Young Man Struggles With Senseless World
June 10, 2011
I live in southern Minnesota in a small town of about five thousand. I have lived a pretty isolated life out in the country and considered myself to be an observer in life rather than someone who has lived it.
I don't have a post high school education background. I actually was going to a community college for a semester before I cancelled my courses due to personal reasons. I guess I was never sure what I wanted to be and I could never seriously apply myself due to lack of interest. I was probably one of those kids who suffered from the elites agenda to break up the family unit more that I think about it.
I never had a father figure growing up so I didn't have a firm hand. I was basically allowed to do anything I wanted and looking back I realized I needed structure and someone to teach me about responsibility. I needed a father that would sit me down at a young age and instill into me what it meant to be a man. I guess basically I didn't have a father figure to teach me how to be a man.
My biological mother wasn't the best at picking and choosing them to say the least. I guess I never really had a passion in life that I was aware of until recently. I like to write. My sentence structure is horrible and could use some tuning, but I know I like to write.
I know as of right now my first priority is just getting a job and some income, because its hard to live without that. I figure I don't need that much, because I figure the more you know the less you need. I can easily live comfortably without the luxuries of life that people chase.
I am currently single. Have been for a while. Alot of the girls my age just don't interest me whatsoever and the things they look for in a man. It took me a while to realize why things with me failed with the last girl I was with. She always preferred the guys who were control freaks and I think she liked getting bullied around.
Her previous boyfriend and her would always get into fights. I honestly think she liked it as crazy as it sounds. I think she liked men who were just assholes to her and never let her have free range. I honestly think its, because she didn't know her biological father and she has psychological issues. I wasn't the demanding type. I gave her space. I am a pretty chill passive guy. I think she likes the aggressive types.
Its been a little over a year now since my awakening. It happened in a rather peculiar way. I was listening to a 2pac(rap artist) song and a verse in his song caught my ear. The verse was, "some say they expect Illuminati to take my body to sleep."

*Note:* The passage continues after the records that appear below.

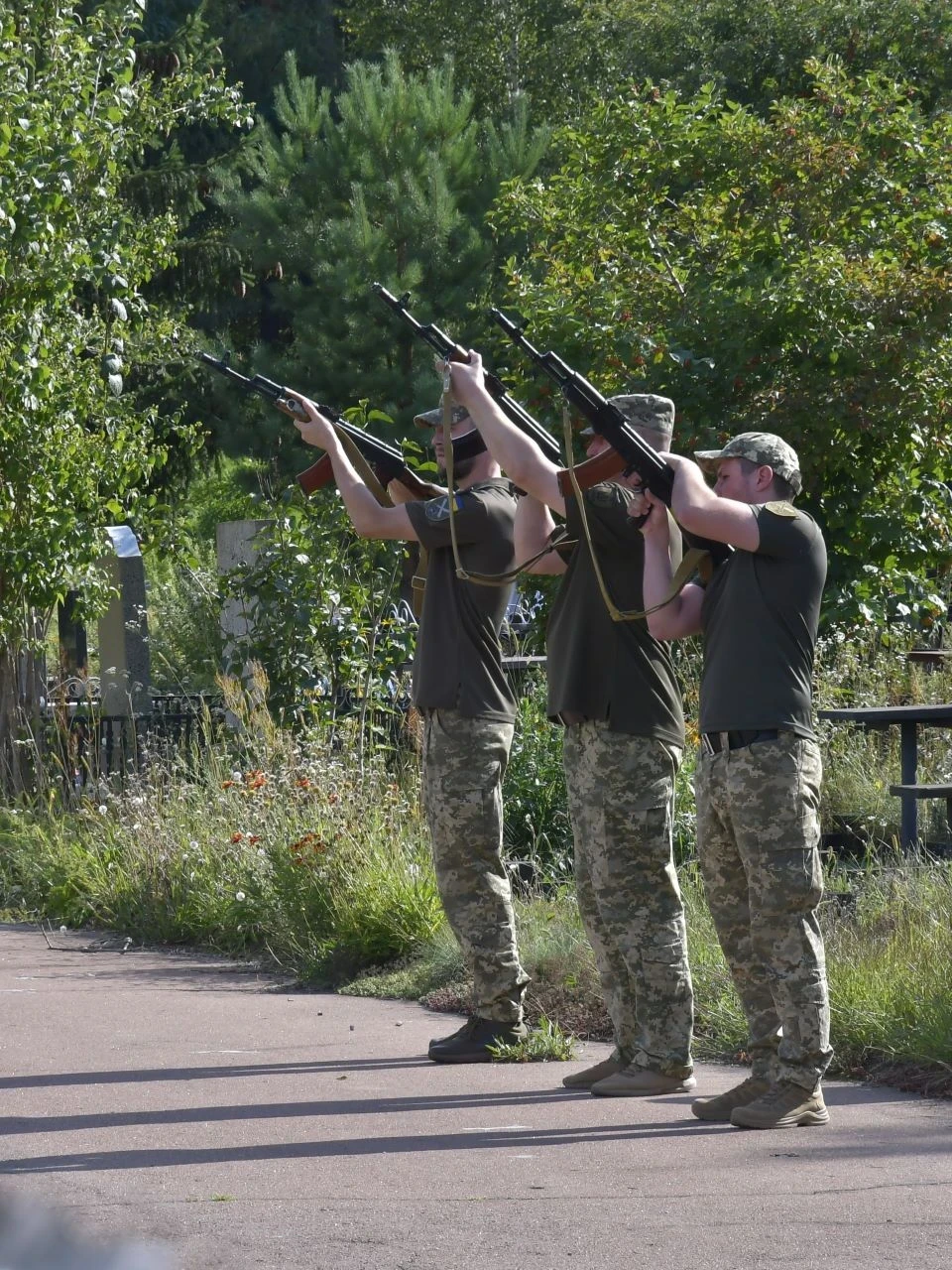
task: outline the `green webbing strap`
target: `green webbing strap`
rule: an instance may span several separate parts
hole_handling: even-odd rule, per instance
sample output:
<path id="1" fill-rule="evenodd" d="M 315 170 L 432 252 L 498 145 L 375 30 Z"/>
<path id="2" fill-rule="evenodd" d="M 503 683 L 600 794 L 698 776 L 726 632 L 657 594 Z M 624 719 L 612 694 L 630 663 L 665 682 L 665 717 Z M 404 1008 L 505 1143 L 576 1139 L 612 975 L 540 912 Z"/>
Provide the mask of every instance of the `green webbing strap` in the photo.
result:
<path id="1" fill-rule="evenodd" d="M 357 448 L 353 437 L 349 437 L 348 433 L 344 432 L 343 429 L 335 428 L 334 431 L 336 432 L 338 438 L 341 446 L 344 447 L 348 458 L 353 464 L 354 471 L 364 483 L 367 489 L 369 489 L 369 491 L 373 494 L 373 497 L 377 499 L 381 507 L 392 507 L 393 505 L 392 498 L 377 480 L 377 474 L 367 462 L 360 451 Z M 420 544 L 420 554 L 416 561 L 416 572 L 410 579 L 410 589 L 413 592 L 413 601 L 410 607 L 413 608 L 414 617 L 416 617 L 418 621 L 420 618 L 420 615 L 423 613 L 423 596 L 426 588 L 426 563 L 428 563 L 426 549 L 423 546 L 423 544 Z"/>
<path id="2" fill-rule="evenodd" d="M 459 544 L 456 538 L 456 493 L 453 490 L 453 396 L 451 391 L 449 381 L 449 368 L 447 367 L 443 372 L 443 453 L 447 465 L 447 508 L 449 511 L 449 540 L 453 544 L 453 564 L 456 565 L 456 575 L 461 582 L 472 582 L 477 587 L 508 587 L 510 582 L 531 569 L 537 560 L 541 560 L 543 555 L 559 546 L 564 538 L 569 536 L 569 531 L 562 526 L 560 530 L 552 535 L 546 546 L 537 551 L 534 556 L 524 560 L 522 564 L 517 565 L 514 569 L 506 569 L 505 573 L 468 573 L 463 568 L 463 563 L 459 558 Z"/>
<path id="3" fill-rule="evenodd" d="M 612 599 L 608 585 L 605 584 L 604 577 L 602 575 L 602 566 L 598 563 L 598 554 L 595 551 L 595 544 L 592 541 L 592 530 L 589 528 L 589 518 L 585 511 L 585 497 L 579 485 L 579 479 L 575 475 L 575 464 L 572 461 L 572 424 L 571 415 L 569 414 L 567 403 L 562 406 L 562 429 L 565 432 L 565 452 L 567 455 L 566 471 L 569 472 L 569 480 L 571 481 L 572 490 L 575 493 L 575 500 L 579 504 L 579 516 L 581 517 L 581 530 L 588 544 L 589 555 L 592 556 L 592 568 L 595 572 L 595 580 L 598 582 L 598 589 L 602 593 L 602 599 L 605 603 L 608 615 L 613 622 L 636 622 L 651 613 L 656 613 L 659 608 L 664 608 L 665 605 L 670 605 L 674 597 L 682 591 L 685 583 L 702 568 L 704 559 L 710 559 L 707 551 L 702 551 L 698 547 L 691 547 L 678 564 L 671 578 L 671 585 L 668 594 L 659 603 L 652 605 L 651 608 L 642 608 L 640 611 L 630 610 L 623 612 L 616 602 Z M 670 516 L 670 512 L 665 508 L 665 514 Z"/>

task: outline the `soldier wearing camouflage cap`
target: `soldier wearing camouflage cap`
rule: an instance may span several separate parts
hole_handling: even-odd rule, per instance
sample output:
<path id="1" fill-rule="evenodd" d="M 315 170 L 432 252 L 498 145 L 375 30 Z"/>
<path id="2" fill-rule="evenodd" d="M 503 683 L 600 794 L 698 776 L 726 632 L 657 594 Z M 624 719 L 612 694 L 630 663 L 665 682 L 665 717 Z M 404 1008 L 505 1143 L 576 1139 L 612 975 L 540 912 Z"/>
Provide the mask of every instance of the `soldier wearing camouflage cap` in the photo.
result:
<path id="1" fill-rule="evenodd" d="M 515 698 L 501 664 L 499 629 L 512 584 L 481 587 L 456 574 L 451 498 L 466 572 L 500 574 L 514 564 L 515 490 L 487 453 L 468 413 L 451 411 L 456 489 L 407 502 L 393 483 L 396 507 L 381 507 L 363 484 L 336 433 L 312 401 L 300 423 L 305 441 L 330 456 L 338 489 L 363 537 L 419 542 L 429 555 L 413 672 L 413 700 L 424 720 L 423 801 L 433 839 L 440 899 L 473 978 L 473 1013 L 449 1036 L 434 1039 L 435 1063 L 484 1063 L 490 1046 L 526 1036 L 522 999 L 529 977 L 519 963 L 509 875 L 501 859 L 501 784 L 513 742 Z M 437 466 L 446 470 L 438 406 L 416 415 L 433 428 Z"/>
<path id="2" fill-rule="evenodd" d="M 636 508 L 650 509 L 645 601 L 660 606 L 651 630 L 704 639 L 697 850 L 750 1030 L 750 1077 L 698 1099 L 692 1111 L 749 1129 L 821 1125 L 833 1050 L 817 921 L 821 765 L 811 678 L 826 547 L 793 507 L 800 461 L 781 437 L 744 432 L 701 451 L 697 465 L 664 457 L 675 470 L 678 522 L 734 547 L 706 588 L 692 584 L 671 599 L 668 516 L 650 494 Z"/>
<path id="3" fill-rule="evenodd" d="M 564 728 L 579 913 L 614 1052 L 562 1083 L 600 1097 L 684 1092 L 696 1081 L 684 906 L 671 850 L 674 777 L 684 747 L 680 688 L 668 648 L 644 621 L 612 621 L 593 563 L 594 552 L 614 603 L 644 607 L 644 542 L 628 516 L 636 493 L 616 479 L 580 500 L 567 474 L 485 391 L 477 354 L 468 366 L 454 362 L 451 373 L 490 451 L 528 491 L 517 514 L 517 559 L 551 545 L 552 512 L 565 517 L 574 540 L 567 561 L 548 551 L 534 572 L 562 574 L 547 631 L 548 714 Z M 637 392 L 612 401 L 649 444 L 670 446 L 668 398 Z M 589 457 L 608 448 L 594 433 L 586 442 Z"/>

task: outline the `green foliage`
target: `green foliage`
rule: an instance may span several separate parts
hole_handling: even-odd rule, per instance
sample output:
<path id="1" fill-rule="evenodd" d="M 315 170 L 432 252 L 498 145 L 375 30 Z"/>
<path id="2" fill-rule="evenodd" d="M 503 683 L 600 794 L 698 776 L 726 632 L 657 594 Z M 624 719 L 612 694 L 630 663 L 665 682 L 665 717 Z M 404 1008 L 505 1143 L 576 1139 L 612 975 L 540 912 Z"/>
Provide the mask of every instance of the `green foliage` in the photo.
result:
<path id="1" fill-rule="evenodd" d="M 133 210 L 126 180 L 173 128 L 240 113 L 188 64 L 142 72 L 142 8 L 0 3 L 0 767 L 18 766 L 11 667 L 34 612 L 70 588 L 102 599 L 104 527 L 149 531 L 171 438 L 195 444 L 137 400 L 183 338 L 143 296 L 182 225 Z"/>
<path id="2" fill-rule="evenodd" d="M 286 76 L 277 123 L 259 122 L 244 182 L 221 199 L 249 269 L 270 276 L 261 320 L 272 339 L 256 361 L 320 400 L 340 408 L 359 395 L 406 425 L 438 394 L 433 358 L 371 283 L 419 291 L 463 339 L 459 319 L 494 262 L 486 210 L 505 179 L 533 171 L 546 135 L 524 107 L 500 126 L 477 121 L 449 64 L 421 76 L 393 57 L 355 64 L 336 98 L 293 56 Z M 237 340 L 254 342 L 259 325 L 251 315 Z M 275 432 L 269 417 L 255 438 L 218 439 L 268 447 Z"/>
<path id="3" fill-rule="evenodd" d="M 185 0 L 194 4 L 195 0 Z M 151 6 L 150 6 L 151 8 Z M 284 55 L 296 50 L 298 65 L 320 84 L 340 71 L 340 50 L 331 0 L 206 0 L 208 28 L 216 32 L 230 84 L 246 102 L 269 113 Z"/>
<path id="4" fill-rule="evenodd" d="M 567 878 L 572 832 L 562 775 L 562 729 L 546 715 L 546 679 L 519 697 L 519 716 L 503 782 L 508 859 L 533 883 Z"/>
<path id="5" fill-rule="evenodd" d="M 377 739 L 390 737 L 414 634 L 397 606 L 399 549 L 357 537 L 333 490 L 273 511 L 255 561 L 223 583 L 251 621 L 232 667 L 260 663 L 279 718 L 357 710 Z"/>
<path id="6" fill-rule="evenodd" d="M 416 74 L 453 56 L 461 83 L 490 113 L 528 93 L 538 118 L 578 121 L 586 105 L 645 79 L 696 93 L 708 80 L 767 110 L 809 91 L 809 57 L 839 57 L 859 75 L 915 83 L 928 105 L 952 90 L 946 0 L 344 0 L 347 57 L 393 48 Z"/>
<path id="7" fill-rule="evenodd" d="M 343 0 L 336 5 L 348 58 L 393 50 L 413 74 L 447 57 L 477 109 L 499 116 L 520 95 L 537 118 L 561 119 L 597 84 L 607 84 L 612 24 L 619 0 L 489 0 L 462 8 L 448 0 Z"/>
<path id="8" fill-rule="evenodd" d="M 914 83 L 928 105 L 952 91 L 952 11 L 946 0 L 625 0 L 605 29 L 605 70 L 696 93 L 713 80 L 759 110 L 810 91 L 803 64 L 839 58 L 852 75 Z"/>
<path id="9" fill-rule="evenodd" d="M 828 616 L 944 611 L 952 505 L 952 113 L 811 64 L 769 119 L 651 86 L 562 137 L 496 220 L 532 246 L 515 304 L 607 392 L 665 392 L 691 452 L 800 451 L 831 549 Z"/>
<path id="10" fill-rule="evenodd" d="M 382 763 L 358 776 L 320 732 L 278 735 L 254 706 L 242 723 L 240 756 L 215 752 L 174 784 L 156 770 L 65 817 L 0 810 L 0 909 L 270 955 L 302 980 L 432 939 L 442 911 L 415 789 Z"/>
<path id="11" fill-rule="evenodd" d="M 508 1044 L 489 1046 L 495 1063 L 570 1063 L 575 1055 L 575 1038 L 566 1036 L 553 1019 L 542 1015 L 528 1036 Z"/>

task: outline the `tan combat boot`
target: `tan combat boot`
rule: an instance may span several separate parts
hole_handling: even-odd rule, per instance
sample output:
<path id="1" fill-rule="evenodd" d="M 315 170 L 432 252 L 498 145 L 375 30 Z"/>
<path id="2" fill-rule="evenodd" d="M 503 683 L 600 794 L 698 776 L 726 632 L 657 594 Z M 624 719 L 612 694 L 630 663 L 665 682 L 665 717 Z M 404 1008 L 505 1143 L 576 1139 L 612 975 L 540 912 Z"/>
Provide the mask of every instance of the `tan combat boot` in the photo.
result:
<path id="1" fill-rule="evenodd" d="M 621 1063 L 617 1058 L 603 1058 L 594 1067 L 586 1067 L 583 1072 L 572 1072 L 570 1076 L 564 1077 L 562 1085 L 566 1090 L 590 1090 L 595 1081 L 603 1081 L 605 1076 L 614 1076 L 623 1067 L 625 1063 Z"/>
<path id="2" fill-rule="evenodd" d="M 592 1092 L 599 1099 L 647 1099 L 659 1093 L 688 1093 L 696 1085 L 693 1076 L 663 1076 L 650 1067 L 630 1063 L 614 1076 L 595 1081 Z"/>
<path id="3" fill-rule="evenodd" d="M 770 1087 L 770 1082 L 762 1076 L 748 1076 L 746 1081 L 735 1085 L 726 1093 L 718 1093 L 712 1099 L 696 1099 L 691 1104 L 691 1110 L 698 1120 L 715 1120 L 717 1124 L 730 1124 L 731 1113 L 735 1107 L 745 1107 L 748 1102 L 755 1102 L 763 1097 Z"/>
<path id="4" fill-rule="evenodd" d="M 793 1129 L 829 1119 L 820 1086 L 811 1092 L 793 1081 L 777 1081 L 755 1102 L 731 1111 L 731 1124 L 739 1129 Z"/>

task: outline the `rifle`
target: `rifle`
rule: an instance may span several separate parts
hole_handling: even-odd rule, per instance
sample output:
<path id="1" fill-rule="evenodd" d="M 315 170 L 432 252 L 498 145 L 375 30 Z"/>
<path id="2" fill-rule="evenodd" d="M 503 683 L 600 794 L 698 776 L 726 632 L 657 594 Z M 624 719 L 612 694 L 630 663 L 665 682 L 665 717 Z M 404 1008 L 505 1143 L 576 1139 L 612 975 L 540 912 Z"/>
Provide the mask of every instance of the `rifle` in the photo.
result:
<path id="1" fill-rule="evenodd" d="M 373 283 L 373 290 L 381 297 L 385 305 L 388 305 L 393 312 L 402 318 L 402 320 L 423 339 L 430 348 L 438 353 L 447 362 L 465 362 L 468 363 L 470 354 L 459 344 L 456 344 L 446 331 L 440 330 L 439 326 L 434 326 L 433 323 L 428 323 L 425 326 L 419 323 L 410 310 L 406 307 L 406 301 L 410 298 L 410 293 L 402 295 L 397 298 L 392 292 L 380 283 Z M 539 447 L 542 453 L 550 462 L 562 466 L 562 451 L 555 437 L 546 432 L 541 423 L 532 418 L 528 410 L 523 409 L 519 403 L 509 396 L 505 384 L 495 375 L 489 371 L 484 371 L 484 380 L 486 382 L 486 389 L 489 395 L 501 409 L 505 417 L 515 424 L 522 432 L 529 436 L 536 444 Z"/>
<path id="2" fill-rule="evenodd" d="M 607 471 L 603 469 L 604 475 L 598 475 L 595 481 L 580 480 L 580 488 L 586 489 L 589 484 L 597 484 L 598 480 L 605 480 L 619 471 L 636 471 L 655 498 L 660 498 L 665 507 L 670 507 L 674 490 L 674 469 L 646 441 L 641 439 L 618 406 L 612 405 L 593 384 L 589 384 L 583 375 L 574 371 L 556 353 L 541 353 L 526 339 L 523 328 L 517 326 L 499 309 L 490 309 L 489 312 L 490 318 L 496 325 L 503 328 L 517 348 L 520 348 L 536 366 L 543 370 L 559 385 L 566 401 L 588 419 L 599 437 L 604 437 L 614 451 L 614 455 L 611 456 L 611 465 L 608 465 L 612 470 Z M 581 465 L 581 467 L 592 469 L 590 475 L 595 475 L 597 469 L 594 465 L 597 462 L 598 460 L 590 460 L 588 464 Z M 581 475 L 581 469 L 578 469 L 576 474 Z M 588 478 L 589 472 L 585 475 Z M 682 533 L 691 546 L 701 551 L 708 551 L 715 564 L 726 560 L 732 551 L 732 547 L 726 542 L 701 538 L 683 530 Z"/>
<path id="3" fill-rule="evenodd" d="M 274 380 L 268 380 L 264 375 L 255 375 L 251 378 L 239 375 L 237 371 L 228 366 L 227 354 L 220 358 L 212 357 L 211 353 L 199 353 L 198 357 L 206 366 L 211 366 L 212 370 L 231 380 L 232 384 L 237 384 L 245 392 L 256 392 L 259 396 L 267 398 L 268 401 L 279 410 L 283 410 L 284 414 L 289 414 L 293 419 L 303 420 L 307 418 L 294 398 L 289 395 L 288 389 L 282 387 L 281 384 L 275 384 Z M 388 446 L 385 441 L 378 441 L 377 437 L 369 432 L 364 432 L 363 428 L 355 428 L 354 424 L 343 419 L 331 406 L 319 405 L 317 409 L 331 420 L 338 432 L 345 433 L 353 441 L 355 448 L 374 470 L 377 479 L 385 488 L 391 480 L 397 480 L 415 498 L 439 498 L 446 494 L 444 489 L 432 485 L 418 476 L 413 467 L 407 466 L 402 453 L 395 446 Z M 311 467 L 300 472 L 297 478 L 298 485 L 305 494 L 314 494 L 315 490 L 321 489 L 333 480 L 334 470 L 327 455 L 324 455 Z"/>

I wondered what in Gods name was the 'Illuminati'. So out of curiosity I urban-dictionaried it and there was all this talk about a mega elite that controls the world.
It was a new concept to me. So then I you-tubed the word and I am sure you can imagine the type of stuff that popped up. I was rather blown away by some of the videos and that lead me to further investigate. I have about 7 books on the matter. I have your book, Illuminati, as well as Circle of Intrigue (Texe Marrs), Bloodlines of the Illuminati (Fritz Springmeier), Rise of the Fourth Reich (Jim Marrs), The Resistance Manifesto (Mark Dice), and the newest to my collection - Psychological Warfare and the New World Order. Its fairly new and very well documented. As a researcher you would enjoy it. Its gotten allot of great reviews.
Anyway, sorry for going off topic a little bit. I love your articles on Feminism and Social Engineering for the most part. You're right when you claim the great majority of Americans suffer from Identity Crisis. It seems that people want to live as a manufactured cartoon character that is glorified in the movies.
The males want to be a Steve Stiffler from American Pie (movie) and the women want to be the Marilyn Manson. As a male I can completely see the degenerate and stifling impact social engineering has had on society.
Kids are growing up more dysfunctional then ever and they chase roads that lead to self destruction thanks to Hollywood. The family unit is being destroyed as kids grow up without parents. People cant even realize that the discontent in their life ultimately stems from a manipulative elite that is undermining their chances at spiritual growth along with piece and prosperity.